Our solution to improve the storage efficiency and to lower the $/TB metric is to leverage the HPE EPA Workload and Density Optimized (WDO) Big Data architecture, combining the Hadoop Distributed File System (HDFS) Erasure Coding (EC) feature introduced in Hadoop 3.0 with transparent hardware compression resulting in > 6x more HDFS usable space and lowering the $/TB metric by >6x. Find more details about HPE EPA architecture here: www.hpe.com/info/bigdata-ra.
This is a diagram with the building blocks used to create a HPE EPA WDO solution. The most important aspect is separating storage and compute resources on different physical servers.

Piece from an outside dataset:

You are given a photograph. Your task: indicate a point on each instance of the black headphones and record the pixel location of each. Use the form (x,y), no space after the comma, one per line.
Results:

The default HDFS replication scheme uses 3 replicas thereby incurring 200% overhead whereas a typical EC scheme has an overhead of only 40-50% and can store double the amount of data compared to a 3x replication scheme. This savings alone is beneficial but in addition, by making use of a hardware compression solution from MaxLinear (Model DX2040 [3]), you can gain another 3x improvement in storage efficiency for a total of >6x improvement. The processing overhead to implement the EC encoding/decoding is mitigated in the solution by making use of Intel’s open source Intelligent Storage Acceleration Library (ISA-L) which exploits advanced processor instruction sets. The hardware compression solution seamlessly integrates into the HDFS stack and provides automatic compression of all files in a transparent manner.
In addition to the storage efficiency, erasure coding also improves performance by reducing the amount of I/O performed by applications. The solution also makes use of HPE’s innovative WDO architecture for Big Data which lends itself very well to address the drawbacks of EC scheme over replication, such as remote I/O and the potential interference of EC calculations with compute intensive workloads, thus allowing us to use this solution to store all HDFS data in a compressed form, not just COLD data.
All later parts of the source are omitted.